O discurso foi feito após Daniela obter 213,7 mil votos para a Câmara dos Deputados. Ela superou o general Pazuello (PL-RJ), ex-ministro da Saúde de Bolsonaro, em pouco mais de 8 mil votos.

A futura ministra obteve mais da metade de seus votos (114 mil dos 213 mil) em Belford Roxo, superando inclusive os 97 mil votos de Lula no município. A cidade administrada pelo marido deu a ela 49% dos votos válidos dados a candidatos a deputado federal.

Como a Folha de S.Paulo mostrou em outubro, a campanha na cidade foi marcada pelo ambiente hostil, que teve seu auge num confronto no bairro Roseiral, no qual homens armados, entre eles um segurança de Waguinho, expulsaram militantes de uma candidata do local.

Waguinho negou, em nota, ter cerceado a campanha de adversários. Daniela não retornou aos contatos feitos por meio de sua assessoria de imprensa na ocasião da reportagem.

A Procuradoria Regional Eleitoral investigou o caso, mas o arquivou após não conseguir reunir provas até o último dia 16, data limite para ajuizamento de acusações eleitorais.

Os relatos de intimidações na cidade mais claros foram feitos pela ex-deputada Sula do Carmo (Avante), ex-vice-prefeita da cidade. Ela afirma que sofreu retaliação desde julho, quando anunciou sua pré-candidatura, tendo como auge o conflito no Roseiral, na última semana de setembro.

"Apareceram uns trogloditas e foi uma coisa horrível. Participo de política na cidade há 33 anos e nunca vi uma coisa dessa. Saíram mais de 30 homens armados indo para cima das meninas que faziam campanha para mim. Foi uma correria, e uma grávida perdeu o bebê", disse a ex-deputada.

Imagens do dia do tumulto mostram homens vestidos de preto e armados andando em grupo agredindo militantes de Sula. Ao fundo, estava um caminhão de som de Daniela do Waguinho.

Um dos envolvidos na confusão é o policial militar Fábio Sperendio, assessor de Canella que também atua como segurança do prefeito de Belford Roxo.

A limitação à campanha de Sula se tornou mais evidente em maio, quando o prefeito desapropriou o galpão que sempre usou em suas campanhas eleitorais. Houve a tentativa de tomar posse do imóvel na véspera do evento de lançamento da candidatura da ex-deputada, em julho.
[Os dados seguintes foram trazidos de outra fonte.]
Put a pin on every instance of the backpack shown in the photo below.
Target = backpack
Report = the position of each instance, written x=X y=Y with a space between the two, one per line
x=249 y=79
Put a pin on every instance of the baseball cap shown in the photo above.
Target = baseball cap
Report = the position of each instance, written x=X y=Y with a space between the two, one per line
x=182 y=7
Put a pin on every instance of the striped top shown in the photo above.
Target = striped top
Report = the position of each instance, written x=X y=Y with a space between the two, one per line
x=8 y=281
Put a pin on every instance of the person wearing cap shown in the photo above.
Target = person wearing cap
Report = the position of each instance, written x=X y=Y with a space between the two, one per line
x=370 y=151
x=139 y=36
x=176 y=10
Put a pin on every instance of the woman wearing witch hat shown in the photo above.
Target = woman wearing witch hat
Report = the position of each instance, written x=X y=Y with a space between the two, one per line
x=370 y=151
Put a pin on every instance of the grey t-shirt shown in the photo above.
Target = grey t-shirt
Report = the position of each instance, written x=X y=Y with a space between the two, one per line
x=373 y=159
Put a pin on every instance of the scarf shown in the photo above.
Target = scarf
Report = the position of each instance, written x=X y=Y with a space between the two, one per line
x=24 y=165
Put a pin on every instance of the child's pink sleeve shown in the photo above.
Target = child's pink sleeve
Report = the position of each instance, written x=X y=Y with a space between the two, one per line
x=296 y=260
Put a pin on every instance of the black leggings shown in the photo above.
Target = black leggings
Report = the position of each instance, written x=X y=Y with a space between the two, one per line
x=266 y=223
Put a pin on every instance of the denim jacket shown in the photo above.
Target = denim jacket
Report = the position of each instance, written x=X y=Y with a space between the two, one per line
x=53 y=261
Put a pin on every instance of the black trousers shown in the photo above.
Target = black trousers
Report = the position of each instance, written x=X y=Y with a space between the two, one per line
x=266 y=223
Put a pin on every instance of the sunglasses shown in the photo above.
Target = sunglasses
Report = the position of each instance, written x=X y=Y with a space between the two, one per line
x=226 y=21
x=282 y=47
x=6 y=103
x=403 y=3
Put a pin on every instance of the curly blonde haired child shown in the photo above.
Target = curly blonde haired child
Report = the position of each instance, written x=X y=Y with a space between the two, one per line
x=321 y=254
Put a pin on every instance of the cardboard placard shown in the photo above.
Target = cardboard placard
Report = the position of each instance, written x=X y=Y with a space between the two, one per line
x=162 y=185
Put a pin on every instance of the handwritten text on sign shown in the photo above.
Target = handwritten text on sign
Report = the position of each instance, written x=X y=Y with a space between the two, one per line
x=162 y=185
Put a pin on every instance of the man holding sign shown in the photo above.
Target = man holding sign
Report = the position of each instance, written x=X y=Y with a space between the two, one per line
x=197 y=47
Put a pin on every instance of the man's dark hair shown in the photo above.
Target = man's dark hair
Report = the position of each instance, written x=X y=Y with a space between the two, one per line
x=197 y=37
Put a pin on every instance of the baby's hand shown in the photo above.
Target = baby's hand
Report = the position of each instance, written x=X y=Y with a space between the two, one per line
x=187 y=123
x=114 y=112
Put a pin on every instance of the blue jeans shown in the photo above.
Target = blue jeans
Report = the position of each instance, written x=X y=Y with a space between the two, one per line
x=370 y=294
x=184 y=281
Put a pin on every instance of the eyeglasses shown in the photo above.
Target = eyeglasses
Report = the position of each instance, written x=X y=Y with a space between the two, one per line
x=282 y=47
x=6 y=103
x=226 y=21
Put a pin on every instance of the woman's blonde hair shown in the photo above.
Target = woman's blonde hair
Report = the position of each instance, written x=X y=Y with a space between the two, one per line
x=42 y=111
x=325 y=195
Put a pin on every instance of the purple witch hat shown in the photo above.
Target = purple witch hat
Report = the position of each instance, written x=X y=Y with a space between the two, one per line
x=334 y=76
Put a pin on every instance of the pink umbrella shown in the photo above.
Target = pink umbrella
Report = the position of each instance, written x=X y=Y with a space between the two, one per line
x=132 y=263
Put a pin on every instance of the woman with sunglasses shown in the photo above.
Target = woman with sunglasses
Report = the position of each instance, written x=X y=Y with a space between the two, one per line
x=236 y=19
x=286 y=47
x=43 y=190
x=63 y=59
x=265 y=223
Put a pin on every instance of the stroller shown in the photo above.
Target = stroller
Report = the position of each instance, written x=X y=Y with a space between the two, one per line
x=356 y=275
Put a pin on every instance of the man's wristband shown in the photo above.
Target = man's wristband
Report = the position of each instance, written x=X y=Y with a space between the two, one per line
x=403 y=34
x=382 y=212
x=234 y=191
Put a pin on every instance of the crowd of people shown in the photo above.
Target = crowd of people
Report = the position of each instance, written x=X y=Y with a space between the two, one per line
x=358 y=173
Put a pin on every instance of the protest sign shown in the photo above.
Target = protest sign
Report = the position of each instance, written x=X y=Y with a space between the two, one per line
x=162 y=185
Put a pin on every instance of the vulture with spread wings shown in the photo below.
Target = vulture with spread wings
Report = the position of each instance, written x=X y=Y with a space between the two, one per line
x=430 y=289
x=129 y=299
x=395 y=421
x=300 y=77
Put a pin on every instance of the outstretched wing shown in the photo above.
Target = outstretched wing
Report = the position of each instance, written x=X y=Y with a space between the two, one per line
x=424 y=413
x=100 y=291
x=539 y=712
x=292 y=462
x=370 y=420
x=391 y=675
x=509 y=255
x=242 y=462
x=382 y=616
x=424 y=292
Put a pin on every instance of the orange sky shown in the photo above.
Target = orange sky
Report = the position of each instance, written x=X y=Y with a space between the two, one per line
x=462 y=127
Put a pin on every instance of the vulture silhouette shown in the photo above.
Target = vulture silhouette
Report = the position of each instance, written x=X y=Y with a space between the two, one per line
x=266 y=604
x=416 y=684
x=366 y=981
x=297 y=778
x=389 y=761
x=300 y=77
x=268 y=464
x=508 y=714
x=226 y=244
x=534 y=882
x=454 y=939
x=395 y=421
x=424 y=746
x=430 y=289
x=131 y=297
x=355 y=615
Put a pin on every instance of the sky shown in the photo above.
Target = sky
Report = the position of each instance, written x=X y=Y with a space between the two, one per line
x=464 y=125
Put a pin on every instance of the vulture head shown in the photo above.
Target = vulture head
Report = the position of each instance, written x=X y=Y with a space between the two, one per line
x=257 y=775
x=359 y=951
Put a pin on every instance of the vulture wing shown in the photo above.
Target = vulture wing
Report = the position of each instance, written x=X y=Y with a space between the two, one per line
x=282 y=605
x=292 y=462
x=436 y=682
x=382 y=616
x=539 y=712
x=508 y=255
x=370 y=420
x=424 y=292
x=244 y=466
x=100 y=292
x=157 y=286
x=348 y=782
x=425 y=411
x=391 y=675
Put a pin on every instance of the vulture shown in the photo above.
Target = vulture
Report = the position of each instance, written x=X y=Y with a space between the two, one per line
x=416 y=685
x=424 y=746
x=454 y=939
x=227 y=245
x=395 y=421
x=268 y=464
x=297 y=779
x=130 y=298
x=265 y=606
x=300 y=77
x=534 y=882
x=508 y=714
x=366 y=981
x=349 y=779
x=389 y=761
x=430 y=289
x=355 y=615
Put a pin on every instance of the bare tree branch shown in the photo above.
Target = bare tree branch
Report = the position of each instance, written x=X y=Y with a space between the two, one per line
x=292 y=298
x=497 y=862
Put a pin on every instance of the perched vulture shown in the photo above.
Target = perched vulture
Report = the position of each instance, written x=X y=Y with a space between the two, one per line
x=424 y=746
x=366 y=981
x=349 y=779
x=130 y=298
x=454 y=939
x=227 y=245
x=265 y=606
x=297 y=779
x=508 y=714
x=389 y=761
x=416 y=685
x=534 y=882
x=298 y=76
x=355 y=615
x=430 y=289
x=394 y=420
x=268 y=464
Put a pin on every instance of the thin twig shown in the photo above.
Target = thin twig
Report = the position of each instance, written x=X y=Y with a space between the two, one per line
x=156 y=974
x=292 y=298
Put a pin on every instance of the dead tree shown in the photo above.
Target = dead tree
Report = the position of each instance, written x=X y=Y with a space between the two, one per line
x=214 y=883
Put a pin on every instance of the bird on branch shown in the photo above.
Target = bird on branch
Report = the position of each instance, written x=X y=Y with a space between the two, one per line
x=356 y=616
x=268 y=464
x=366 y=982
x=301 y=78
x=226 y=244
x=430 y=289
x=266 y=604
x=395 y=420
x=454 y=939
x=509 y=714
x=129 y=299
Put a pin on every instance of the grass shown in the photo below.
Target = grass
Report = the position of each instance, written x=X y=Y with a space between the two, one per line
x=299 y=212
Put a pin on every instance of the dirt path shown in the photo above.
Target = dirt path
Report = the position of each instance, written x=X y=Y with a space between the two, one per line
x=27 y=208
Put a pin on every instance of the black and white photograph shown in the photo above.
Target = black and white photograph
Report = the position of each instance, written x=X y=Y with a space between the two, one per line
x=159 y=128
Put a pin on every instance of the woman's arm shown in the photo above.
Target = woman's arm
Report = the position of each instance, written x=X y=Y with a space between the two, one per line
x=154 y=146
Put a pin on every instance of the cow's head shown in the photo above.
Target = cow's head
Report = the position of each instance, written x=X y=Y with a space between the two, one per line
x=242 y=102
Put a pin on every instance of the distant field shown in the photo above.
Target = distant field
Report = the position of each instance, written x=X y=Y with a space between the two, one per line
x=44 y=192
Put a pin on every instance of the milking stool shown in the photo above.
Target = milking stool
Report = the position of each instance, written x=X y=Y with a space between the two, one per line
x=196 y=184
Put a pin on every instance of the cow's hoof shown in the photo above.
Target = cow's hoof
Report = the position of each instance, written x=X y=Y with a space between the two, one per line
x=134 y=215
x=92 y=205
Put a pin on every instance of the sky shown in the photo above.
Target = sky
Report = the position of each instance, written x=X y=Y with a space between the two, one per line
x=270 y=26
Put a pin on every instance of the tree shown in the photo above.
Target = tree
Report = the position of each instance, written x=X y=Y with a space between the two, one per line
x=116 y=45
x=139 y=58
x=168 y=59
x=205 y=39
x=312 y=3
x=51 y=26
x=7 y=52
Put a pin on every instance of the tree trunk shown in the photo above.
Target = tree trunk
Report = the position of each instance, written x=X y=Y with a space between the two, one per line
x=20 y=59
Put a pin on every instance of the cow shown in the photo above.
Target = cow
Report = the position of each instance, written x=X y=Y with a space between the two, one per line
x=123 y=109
"O prefeito quer o monopólio da cidade. Eu evitei fazer política lá porque ele sempre mandava equipe para perseguir. Ficava mandando recados de que não podia entrar lá. Comerciante que colocasse adesivo meu ele mandava fechar", disse a ex-deputada.

No palanque de Lula, Daniela respondeu de forma indireta às acusações. "Não foi voto comprado, foi voto conquistado. Eu conquistei o respeito de todos vocês. Não só de Belford Roxo, mas de todo o Rio de Janeiro."